Simon Denny @ Hamburger Banhof reviewed

, 2 September 2013

In the realm of post-internet art, there seems to be an underlying desire to somehow actualise the internet in the form of concrete art-objects. From the digital collages of artist’s like Harm van den Dorpel to the Kenneth Goldsmith-initiated project attempting to print-out the internet such artworks suggest a desire to physically manifest the intangible world online. In his recent work, ‘All you need is data’, inspired by the 2012 Digital-Life-Design (DLD) conference in Munich, Simon Denny goes a step further. The work looks at the tech companies who dominate online media and draws upon both a generic “internet aesthetic” and the visual structure of the DLD conference to represent them. In Denny’s work, the physical world behind-the-scenes appears as flat and unreal as the web itself.

Simon Denny 2
Currently displayed at the prestigious Preis der Nationalgalerie für Junge Kunst exhibition at Hamburger Bahnhof, Berlin, ‘All you need is data’ takes the form of 90 printed canvases that together create a rough timeline of the DLD conference. Images include Sheryl Sandberg bearing a heartfelt smile with her hand to her chest, a cheesy airbnb powerpoint slide with the words “access is more powerful than ownership” and a well-lit stage where a privacy panel is being conducted. These images are collaged together into didactic boards that wouldn’t look out of place at an advertising pitch. While the boards are informative, they are still only snapshots, a poor substitute for experiencing the actual conference or even hearing a recording of it. In the same way that we consume material online, the installation invites us to swiftly process small chunks of information. It’s just one of the ways the work tries to approximate technology in its form and structure.

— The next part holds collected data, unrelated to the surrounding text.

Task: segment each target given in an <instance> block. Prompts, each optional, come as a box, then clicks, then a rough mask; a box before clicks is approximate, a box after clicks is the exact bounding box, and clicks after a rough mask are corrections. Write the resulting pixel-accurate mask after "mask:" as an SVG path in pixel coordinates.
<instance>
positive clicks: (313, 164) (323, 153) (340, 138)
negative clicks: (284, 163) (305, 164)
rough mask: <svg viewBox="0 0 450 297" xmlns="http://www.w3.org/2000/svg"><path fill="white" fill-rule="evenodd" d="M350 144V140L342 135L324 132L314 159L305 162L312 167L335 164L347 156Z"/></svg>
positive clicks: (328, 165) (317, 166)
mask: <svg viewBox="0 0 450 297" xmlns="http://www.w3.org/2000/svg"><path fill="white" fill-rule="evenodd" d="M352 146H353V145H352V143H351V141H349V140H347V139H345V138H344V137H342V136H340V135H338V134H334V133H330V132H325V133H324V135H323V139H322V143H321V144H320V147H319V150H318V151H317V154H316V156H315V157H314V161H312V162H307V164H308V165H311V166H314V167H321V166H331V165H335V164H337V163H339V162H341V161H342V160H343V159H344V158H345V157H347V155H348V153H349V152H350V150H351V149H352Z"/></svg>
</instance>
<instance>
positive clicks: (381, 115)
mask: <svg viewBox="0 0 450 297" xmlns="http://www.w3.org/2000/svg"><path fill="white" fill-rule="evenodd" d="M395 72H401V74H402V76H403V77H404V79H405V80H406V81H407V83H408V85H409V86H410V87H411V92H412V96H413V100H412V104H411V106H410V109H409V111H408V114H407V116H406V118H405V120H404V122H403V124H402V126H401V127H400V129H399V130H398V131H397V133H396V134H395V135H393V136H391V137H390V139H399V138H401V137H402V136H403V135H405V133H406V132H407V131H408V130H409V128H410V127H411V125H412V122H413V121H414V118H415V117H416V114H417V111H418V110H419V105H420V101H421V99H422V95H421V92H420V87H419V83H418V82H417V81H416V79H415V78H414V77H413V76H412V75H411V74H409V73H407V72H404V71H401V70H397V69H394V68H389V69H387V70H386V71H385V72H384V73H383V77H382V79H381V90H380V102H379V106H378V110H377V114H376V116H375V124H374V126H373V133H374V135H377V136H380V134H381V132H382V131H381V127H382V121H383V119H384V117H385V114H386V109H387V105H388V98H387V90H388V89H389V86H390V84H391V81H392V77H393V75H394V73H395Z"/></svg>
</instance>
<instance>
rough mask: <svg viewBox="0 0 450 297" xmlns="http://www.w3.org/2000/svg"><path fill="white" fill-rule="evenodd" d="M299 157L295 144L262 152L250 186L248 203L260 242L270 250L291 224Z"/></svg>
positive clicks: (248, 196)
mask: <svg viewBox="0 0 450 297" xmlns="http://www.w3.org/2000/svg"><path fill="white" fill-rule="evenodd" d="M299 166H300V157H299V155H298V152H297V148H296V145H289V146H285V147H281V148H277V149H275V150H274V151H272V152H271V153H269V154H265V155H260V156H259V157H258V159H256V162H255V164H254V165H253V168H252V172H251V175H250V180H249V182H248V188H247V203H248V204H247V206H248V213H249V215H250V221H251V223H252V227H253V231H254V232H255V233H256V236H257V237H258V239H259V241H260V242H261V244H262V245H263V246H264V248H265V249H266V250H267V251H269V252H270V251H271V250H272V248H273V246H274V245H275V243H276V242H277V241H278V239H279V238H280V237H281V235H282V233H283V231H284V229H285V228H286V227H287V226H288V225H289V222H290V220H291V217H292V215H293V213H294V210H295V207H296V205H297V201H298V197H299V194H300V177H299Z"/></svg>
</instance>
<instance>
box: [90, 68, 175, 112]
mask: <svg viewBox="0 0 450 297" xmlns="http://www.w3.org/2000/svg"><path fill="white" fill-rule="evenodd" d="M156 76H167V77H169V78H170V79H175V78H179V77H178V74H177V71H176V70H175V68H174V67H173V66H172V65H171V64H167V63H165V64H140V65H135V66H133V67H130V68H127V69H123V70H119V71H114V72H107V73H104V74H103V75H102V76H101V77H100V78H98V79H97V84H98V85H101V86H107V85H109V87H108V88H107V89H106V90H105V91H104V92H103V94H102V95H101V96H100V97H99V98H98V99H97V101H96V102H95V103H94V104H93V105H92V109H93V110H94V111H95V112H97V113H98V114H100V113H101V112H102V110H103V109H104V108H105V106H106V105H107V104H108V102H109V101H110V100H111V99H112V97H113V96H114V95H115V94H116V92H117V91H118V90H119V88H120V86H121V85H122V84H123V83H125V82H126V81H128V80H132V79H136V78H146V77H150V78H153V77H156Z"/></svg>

During an artist talk at the exhibition, Denny suggested myriad ways in which the work discursively addresses computer and internet-based technology. He explained how each panel was based on the user-friendly icons of iOS, and how the layout of the installation, with many of the canvases mounted perpendicular to the wall in rows, was based on the Cover Flow interface used by programmes like iTunes. Such parallels risk making the work overly literal, and left me questioning what there is to gain by simply allegorising digital technology in an analogue medium. Denny’s explanation was that the shift from one medium to another provides clarity. Describing a canvas in an art gallery as “user-friendly”, he clearly wishes to transfer his information to the art viewer in a simple and direct manner. While some parallels drawn seemed a little clumsy, overall the work is effective – giving a spatial and object-based dimension to the familiar and superficial experience of scanning screens for information.

Simon Denny is one of four artists nominated for the Preis für Junge Kunst, which will be awarded on September 19. The other artists are Kerstin Brätsch, Mariana Castillo Deball and Haris Epaminonda. The exhibition will run until January 12, 2014.